I was sceptical when the lady on the bus to Reading town centre told me that her father knew Liszt. Who wouldn’t be? This was a long time ago, mind: probably 1980, and I was on my way into school. I think our conversation started because I was reading a book about music. She was old and tiny, wearing a luxuriant wig. She introduced herself as Mrs Ball but her accent was unmistakably German. Even so, Liszt had been dead for nearly a century. Could it be true?
‘Oh, my father knew everyone,’ she said. ‘Richard Strauss was a great friend. And dear Bruno Walter. He lived in our house, you know. They were wonderful days – we were surrounded by the finest music.’ But by this stage the Number 26 had reached its destination; Mrs Ball had to curtail her memories of musical soirées in pre-war Berlin as we were dumped in front of the Butts shopping centre.
There were a couple more brief chats on the bus, during which I learned the name of her father: Ertel.

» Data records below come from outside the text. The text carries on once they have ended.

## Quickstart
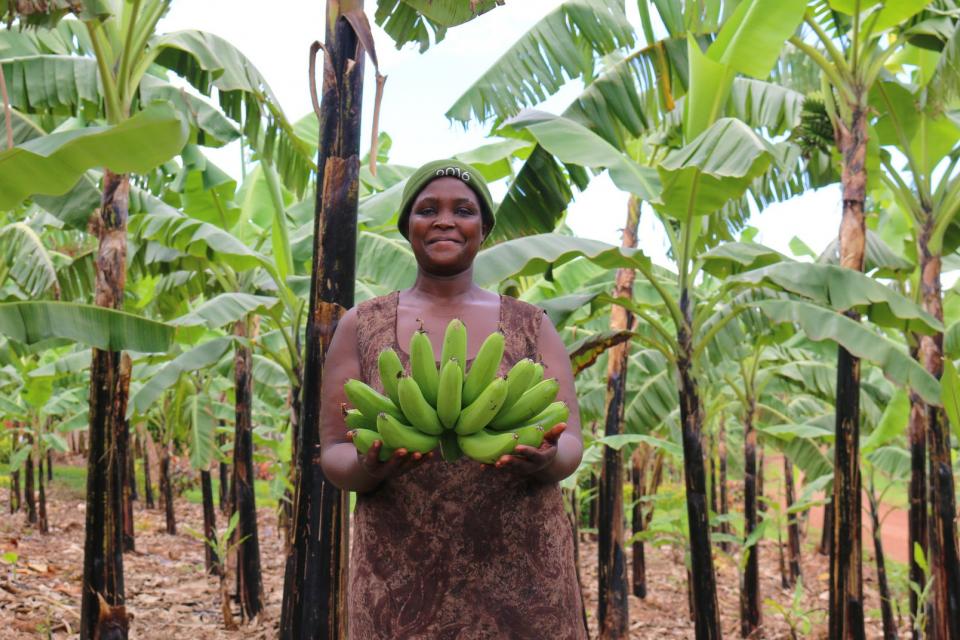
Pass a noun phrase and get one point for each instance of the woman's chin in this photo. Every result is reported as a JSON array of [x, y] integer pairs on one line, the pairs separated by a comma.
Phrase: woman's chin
[[443, 268]]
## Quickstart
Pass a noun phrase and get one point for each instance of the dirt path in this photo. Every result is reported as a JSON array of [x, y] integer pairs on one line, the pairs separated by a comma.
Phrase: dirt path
[[170, 596], [894, 526]]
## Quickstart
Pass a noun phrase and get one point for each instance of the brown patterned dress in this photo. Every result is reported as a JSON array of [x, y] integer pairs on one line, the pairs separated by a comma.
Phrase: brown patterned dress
[[451, 551]]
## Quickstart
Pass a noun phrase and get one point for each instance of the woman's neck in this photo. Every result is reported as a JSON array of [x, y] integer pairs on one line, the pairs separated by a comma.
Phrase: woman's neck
[[450, 288]]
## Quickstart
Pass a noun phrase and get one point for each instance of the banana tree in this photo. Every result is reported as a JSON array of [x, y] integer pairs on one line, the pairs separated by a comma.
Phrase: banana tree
[[851, 41], [929, 197], [314, 588]]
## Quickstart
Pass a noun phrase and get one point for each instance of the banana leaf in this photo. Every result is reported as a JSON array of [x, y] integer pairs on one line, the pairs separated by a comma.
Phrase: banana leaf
[[107, 329]]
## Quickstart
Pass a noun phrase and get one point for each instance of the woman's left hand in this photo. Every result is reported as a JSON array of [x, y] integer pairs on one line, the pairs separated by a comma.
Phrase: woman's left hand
[[529, 460]]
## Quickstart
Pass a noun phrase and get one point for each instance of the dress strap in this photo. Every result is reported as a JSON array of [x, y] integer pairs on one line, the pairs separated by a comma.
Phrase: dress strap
[[376, 327], [521, 327]]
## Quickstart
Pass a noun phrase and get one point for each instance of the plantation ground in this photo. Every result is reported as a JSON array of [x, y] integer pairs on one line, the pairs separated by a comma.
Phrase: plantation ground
[[171, 597]]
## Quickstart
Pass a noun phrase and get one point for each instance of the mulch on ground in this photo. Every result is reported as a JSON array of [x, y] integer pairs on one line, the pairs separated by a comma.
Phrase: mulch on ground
[[170, 596]]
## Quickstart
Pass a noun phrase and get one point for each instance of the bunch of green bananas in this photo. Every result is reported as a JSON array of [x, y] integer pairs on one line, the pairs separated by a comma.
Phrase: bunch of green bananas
[[463, 411]]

He’d been a composer, she said, but no one played his music any more. That was the only time she looked sad. Mostly she was girlishly excited to be asked about her musical idols, of whom the greatest couldn’t possibly have met her father. ‘Le divin Mozart!’ she exclaimed, wriggling with delight on the beer-stained seat.
Later, when I was at university, Mrs Ball visited our house: she and her frail English husband lived a few doors away. She was sweetly enthusiastic about my ham-fisted performance of a piece from Schumann’s Kinderszenen, but by that stage I was too self-absorbed to pay her much attention. She celebrated her 80th birthday about that time and then we moved away. And ever since I’ve regretted not asking her more about her life in Germany, and especially her father’s connection with Liszt.

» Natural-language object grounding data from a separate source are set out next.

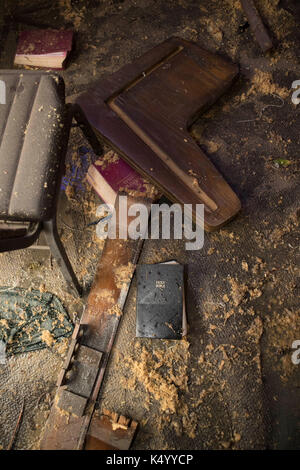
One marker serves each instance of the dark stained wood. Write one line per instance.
(144, 110)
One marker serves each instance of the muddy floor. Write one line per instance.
(231, 384)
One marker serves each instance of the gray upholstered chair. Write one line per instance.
(34, 130)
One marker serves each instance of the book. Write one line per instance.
(43, 48)
(160, 305)
(112, 174)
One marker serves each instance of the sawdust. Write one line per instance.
(262, 83)
(108, 158)
(237, 291)
(123, 275)
(162, 372)
(115, 310)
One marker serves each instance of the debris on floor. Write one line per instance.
(31, 320)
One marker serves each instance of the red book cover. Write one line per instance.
(112, 174)
(47, 41)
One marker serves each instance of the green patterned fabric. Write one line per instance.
(30, 319)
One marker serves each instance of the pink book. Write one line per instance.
(46, 48)
(112, 174)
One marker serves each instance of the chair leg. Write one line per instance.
(60, 255)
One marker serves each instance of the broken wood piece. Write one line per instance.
(71, 403)
(110, 432)
(100, 320)
(257, 26)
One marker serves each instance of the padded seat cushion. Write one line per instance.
(33, 140)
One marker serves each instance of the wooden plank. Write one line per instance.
(100, 321)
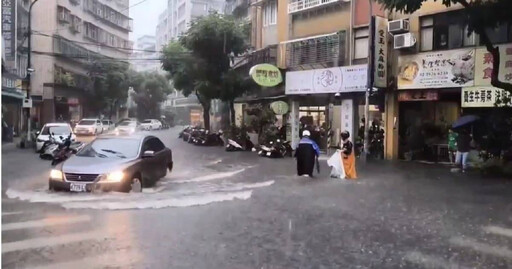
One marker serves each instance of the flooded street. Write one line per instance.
(220, 209)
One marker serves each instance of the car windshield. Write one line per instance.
(111, 148)
(87, 122)
(56, 130)
(127, 123)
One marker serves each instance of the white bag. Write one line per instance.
(335, 162)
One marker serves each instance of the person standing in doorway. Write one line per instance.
(452, 145)
(306, 154)
(348, 156)
(463, 147)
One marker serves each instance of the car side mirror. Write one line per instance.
(148, 154)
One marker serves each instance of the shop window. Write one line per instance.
(445, 31)
(500, 34)
(270, 13)
(361, 43)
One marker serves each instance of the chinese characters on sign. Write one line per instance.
(327, 80)
(482, 96)
(418, 95)
(381, 51)
(8, 30)
(443, 69)
(483, 65)
(266, 75)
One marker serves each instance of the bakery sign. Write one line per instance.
(483, 96)
(483, 65)
(327, 80)
(440, 69)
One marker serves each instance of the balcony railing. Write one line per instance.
(302, 5)
(315, 52)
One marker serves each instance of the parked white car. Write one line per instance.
(107, 125)
(89, 127)
(151, 124)
(56, 129)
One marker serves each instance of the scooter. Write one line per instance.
(276, 149)
(209, 139)
(50, 148)
(66, 149)
(235, 145)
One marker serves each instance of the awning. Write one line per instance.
(13, 93)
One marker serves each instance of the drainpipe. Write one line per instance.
(29, 63)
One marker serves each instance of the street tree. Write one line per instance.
(481, 15)
(188, 75)
(150, 90)
(210, 42)
(109, 85)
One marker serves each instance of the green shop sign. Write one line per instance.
(279, 107)
(266, 75)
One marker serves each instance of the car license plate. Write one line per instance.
(77, 187)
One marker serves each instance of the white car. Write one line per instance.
(56, 129)
(107, 125)
(89, 127)
(127, 128)
(151, 124)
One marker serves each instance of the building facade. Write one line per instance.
(67, 36)
(145, 55)
(322, 51)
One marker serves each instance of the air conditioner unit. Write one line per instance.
(402, 41)
(398, 26)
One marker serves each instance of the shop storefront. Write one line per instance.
(12, 112)
(429, 87)
(324, 99)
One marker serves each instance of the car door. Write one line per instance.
(148, 164)
(160, 158)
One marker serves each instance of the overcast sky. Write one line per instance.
(145, 16)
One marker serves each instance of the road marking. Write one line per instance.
(45, 222)
(117, 259)
(429, 261)
(482, 247)
(498, 230)
(12, 213)
(51, 241)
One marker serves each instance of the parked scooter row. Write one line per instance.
(201, 137)
(58, 150)
(277, 148)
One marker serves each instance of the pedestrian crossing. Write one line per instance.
(66, 240)
(471, 247)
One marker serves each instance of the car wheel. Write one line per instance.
(136, 184)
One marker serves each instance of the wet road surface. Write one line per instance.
(236, 210)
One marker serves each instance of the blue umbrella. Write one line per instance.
(465, 120)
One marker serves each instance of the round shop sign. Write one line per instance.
(279, 107)
(266, 75)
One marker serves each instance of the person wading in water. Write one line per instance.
(305, 154)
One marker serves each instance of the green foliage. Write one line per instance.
(199, 63)
(151, 89)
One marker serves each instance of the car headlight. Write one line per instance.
(115, 176)
(56, 174)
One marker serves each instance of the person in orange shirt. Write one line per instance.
(347, 156)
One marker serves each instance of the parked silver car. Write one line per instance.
(118, 163)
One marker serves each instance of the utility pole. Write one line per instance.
(29, 68)
(369, 83)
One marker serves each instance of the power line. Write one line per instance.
(101, 45)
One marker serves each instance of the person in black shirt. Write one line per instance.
(463, 147)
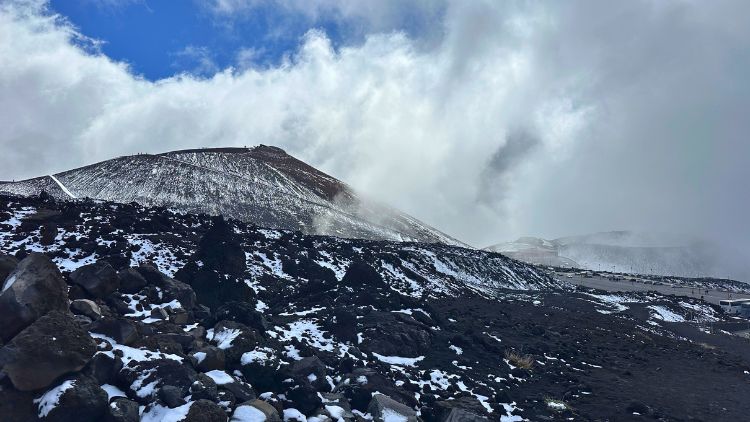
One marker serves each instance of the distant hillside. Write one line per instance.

Not one piece of music by a composer championed by Mahler and Strauss has been commercially recorded
Years later, I tried to hunt down Ertel, but he wasn’t in Grove or any other reference book. Nor could I find him in the early days of search engines, and I gave up. Then two weeks ago, on a sudden impulse, I typed in the name and there he was on German Wikipedia: Jean Paul Ertel, who was born in Poznan on 22 January 1865 and died in Berlin on 11 February 1933 (so he only had to endure 13 days of Hitler). He studied law, then devoted himself to writing music – the symphonic poems Maria Stuart, Balsazar and Der Mensch, a string quartet on Hebrew melodies, and his best-known work, the Concerto for Solo Violin complete with a sadistic four-part fugue.
According to an entry in the Neue Deutsche Biographie of 1959, ‘important conductors such as A. Nikisch, G. Mahler, F. Weingartner, Ferdinand Loewe and Richard Strauss campaigned for the composer, so that Ertel’s symphonic poems often appeared in concert halls around the turn of the century’. Mahler! My bus companion hadn’t mentioned him. And, yes, Ertel had indeed been a pupil of Franz Liszt. I felt guilty for suspecting that Mrs Ball had gilded the lily.
But there’s an obsessive streak in me that insists on absolute proof. (For example, I own a tobacco jar that belonged to Charles Dickens: his granddaughter gave it to my grandmother, but it drives me mad that the documentation is missing.) How could I show that Mrs Ball of Whitley Wood Road, first name unknown, was once Fräulein Ertel? I spent hours on Ancestry.com but clearly the answer lay in German archives. I mentioned this to my German-speaking friend Jon Anderson and two hours later a birth certificate popped into my inbox, for one Ilse Ertel, daughter of Jean Paul, born 1899. But that seemed a couple of years too old and there was no Ilse Ball in the Ancestry.com records.
I was about to throw in the towel when I typed ‘Ilse Ertel’ into Google – and there it was. A scan of a British Red Cross document from 1945 urgently asking about Ilse’s whereabouts, from her younger sister Eva Ball, née Ertel, of Reading, Berkshire. And that enabled me to establish that Eva was born in 1902, which tallied exactly with her 80th birthday, and died in 1993.
So after 40 years my little mystery was solved. But it’s still puzzling that, so far as I can discover, not a single piece of music by a composer championed by Mahler and Strauss has been commercially recorded. You can hear a couple of electronically generated versions of Ertel’s symphonic poems on YouTube and I’m afraid they’re not much fun: think Reger without the light touch. Yet the Concerto for Solo Violin was a sensation in his day and we know that the great Henryk Szeryng owned a copy. At the time it was one of the most difficult violin pieces ever written. If some young virtuoso wants to startle a competition jury, then why not resurrect Ertel’s finger-busting pyrotechnics?